Ayant dit, il fit virer son cheval, et, donnant de légères tapes sur la tête ou le visage de ceux qui lui barraient la route, il s'en retourna indolemment vers les rangs prétoriens.

Au haut de l'Aqueduc on n'avait point compris la clameur : « Panem et circenses !» et l'on croyait à une nouvelle explosion de fureur. On ne s'attendait même pas à voir Pétrone revenir jamais. Néron, quand il l'aperçut, courut jusqu'aux marches :

— Quoi ? que se passe-t-il là-bas ? On se bat ?

Pétrone respira à pleins poumons.

— Par Pollux ! dit-il, cela sue et cela pue : que quelqu'un me donne un épilimma ! Je vais défaillir !

Puis se tournant vers César :

— Je leur ai promis du blé, de l'huile, des jeux et l'accès des jardins. Ils t'idolâtrent de nouveau et hurlent en ton honneur de leurs babines gercées. Dieux immortels, que cette plèbe a donc un relent désagréable !

— Les prétoriens étaient prêts, s'écria Tigellin, et les braillards, si tu ne les avais pas apaisés, se seraient tus pour l'éternité. Quel dommage, César, que tu n'aies pas permis d'employer la force !

Jan Styka - Édition Flammarion, 1901-1904

Pétrone le considéra un instant, haussa les épaules et dit :

— Il n'y a rien de perdu. Tu auras peut-être l'occasion de l'employer demain.

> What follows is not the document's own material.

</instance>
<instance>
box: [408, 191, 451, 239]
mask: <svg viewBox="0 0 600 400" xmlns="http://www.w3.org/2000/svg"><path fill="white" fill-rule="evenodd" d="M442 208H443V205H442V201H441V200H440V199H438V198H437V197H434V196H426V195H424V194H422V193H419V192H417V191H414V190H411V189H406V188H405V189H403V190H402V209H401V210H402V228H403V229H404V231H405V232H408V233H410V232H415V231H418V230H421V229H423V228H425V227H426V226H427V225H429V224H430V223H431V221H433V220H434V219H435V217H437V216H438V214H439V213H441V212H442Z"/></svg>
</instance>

— Non, non ! s'écria César. Je leur ferai ouvrir les jardins, je leur ferai distribuer du blé. Merci, Pétrone. Je donnerai des jeux. Et cet hymne que je vous ai chanté ce soir, je le chanterai en public.

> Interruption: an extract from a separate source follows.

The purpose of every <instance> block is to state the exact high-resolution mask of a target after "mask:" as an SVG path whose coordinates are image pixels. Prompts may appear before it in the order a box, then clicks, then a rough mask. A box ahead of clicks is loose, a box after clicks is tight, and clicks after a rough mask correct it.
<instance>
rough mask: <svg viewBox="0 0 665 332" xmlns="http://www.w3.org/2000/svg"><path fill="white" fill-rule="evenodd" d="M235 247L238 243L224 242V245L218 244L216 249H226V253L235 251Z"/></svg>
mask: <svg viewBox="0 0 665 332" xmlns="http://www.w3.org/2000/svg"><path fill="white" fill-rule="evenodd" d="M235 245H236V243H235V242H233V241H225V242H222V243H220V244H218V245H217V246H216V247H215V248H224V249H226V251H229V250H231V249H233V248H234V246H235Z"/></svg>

Disant, il posa la main sur l'épaule de Pétrone et après un silence, demanda :

— Sois sincère : comment t'ai-je semblé ?

— Tu étais digne du spectacle, comme le spectacle était digne de toi, répliqua Pétrone.

Puis, se tournant vers l'incendie :

— Contemplons-le encore, et disons adieu à la Rome ancienne.